See photo albums and video related to this blog. So far I have uploaded pictures of Perth City, Fremantle, John Forrest Park, Mount Helena and a video from a football match between Perth Glory and Sydney.
I was staying with my old friends Don and Anne Veal in Mount Helena, which is in the Perth Hills some 40km from the city centre. Getting to the city involves either: a) bus to Midland (but only 2 buses in the very early morning and 2 in the evening) then a train; b) cycle to Mundaring, bus (more frequent) to Midland then train; c) cycle to Midland then train; d) cycle all the way; e) drive. I tried a, b and e, and also cycled to Midland and back one day.
Public Transport: I was very impressed with the Perth public transport system - fast, frequent trains integrated with the buses and ferries. The system is expanding to cope with the fast growng population. A day ticket giving unlimited travel on all trains, buses and ferries in the greater Perth region costs just A$8.80.
Weather: Temperature surprisingly variable - over 40 degC in summer, but can get frost in winter. During my stay (late spring) I experienced hailstones, heavy rain, daytime highs of from 25 to 37, and most days a visit from 'the Doctor'. Not Dr Who, or my GP, but the name given to the fairly strong wind that blows in from the sea every day.
Woolworths is alive and well here! But not Woolworths as we knew it in UK. This is more like Morrisons/Sainsbury. Talking of which, if you think the UK grocery supernarkets are dominated by a few companies, there are only two here (Woolworths and Coles). Cash Converters are a useful type of shop - something like a pawn shop except most stuff is for sale rather than being stored. I got my bike there for A$125. What we would call charity shops are called 'op shops' here. Petrol is much cheaper than UK, but also the pump price is much more variable (between companies and from day to day). eg one petrol station was selling at 112c/litre and another across the road was 130c/litre.
Forest Fires: are a big problem all over Autralia. There are large signs on the roads round Perth indicating the danger level for that day. Some fires are due to natural causes (eg eucalyptus self igniting at high temps); some are due to carelessness (fag ends and bottles thrown from cars); and quite a lot due to arson. Sadly it seems that some of the arsonists are volunteer firefighters looking for practice.

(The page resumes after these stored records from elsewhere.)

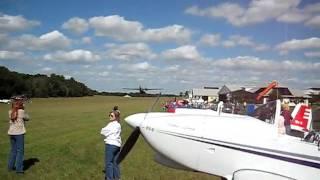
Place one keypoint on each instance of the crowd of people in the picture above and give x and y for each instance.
(17, 131)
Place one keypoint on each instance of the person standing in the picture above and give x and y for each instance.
(287, 118)
(16, 133)
(112, 141)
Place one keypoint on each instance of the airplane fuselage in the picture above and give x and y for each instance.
(222, 144)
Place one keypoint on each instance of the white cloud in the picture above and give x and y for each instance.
(314, 22)
(15, 23)
(86, 40)
(11, 55)
(312, 54)
(255, 64)
(76, 25)
(46, 69)
(296, 44)
(140, 67)
(258, 11)
(78, 55)
(49, 41)
(210, 39)
(312, 8)
(293, 16)
(237, 40)
(131, 51)
(123, 30)
(187, 52)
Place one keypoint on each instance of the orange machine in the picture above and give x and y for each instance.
(265, 91)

Banks: There are lots of them! A difference from UK is that when you present plastic for payment, you are asked ' current, savings or credit?'. ie one card can access all 3 types of account. Chip and Pin is still voluntary.
Contrary to the 'Sir Les Patterson' or 'Paul Hogan' images, pubs,taverns are in short supply and public drunkenness is rare. This is partly due to clean-up campaigns and recent legislation.
Hoons: The Austtralian word for hooligan. Recently passed 'Hoon' legislation is now in force, allowing heavy on the spot fines for speeding, drink-driving, and numerous other 'hooning' activities such as driving along country roads from side to side at speed (making lots of noise and leaving marks) or heavily scratching the inside of train windows so they become opaque. The media are following the success or otherwise of this legislation with interest.
Animals: I have heard a lot about snakes, but seen none. I have seen lizards, kangaroos (alive and road kill), echidna, parrots (28s and Galahs), coakatoos, kookaburras and now that I'm in Brisbane. turkeys and ibis. Mustn't forget the Australian magpie - just as nasty a bird as the European variety, but even more agressive. I've been buzzed by them on my bike a few times. Some cyclists wear thin spikes on their helmets as a deterrent!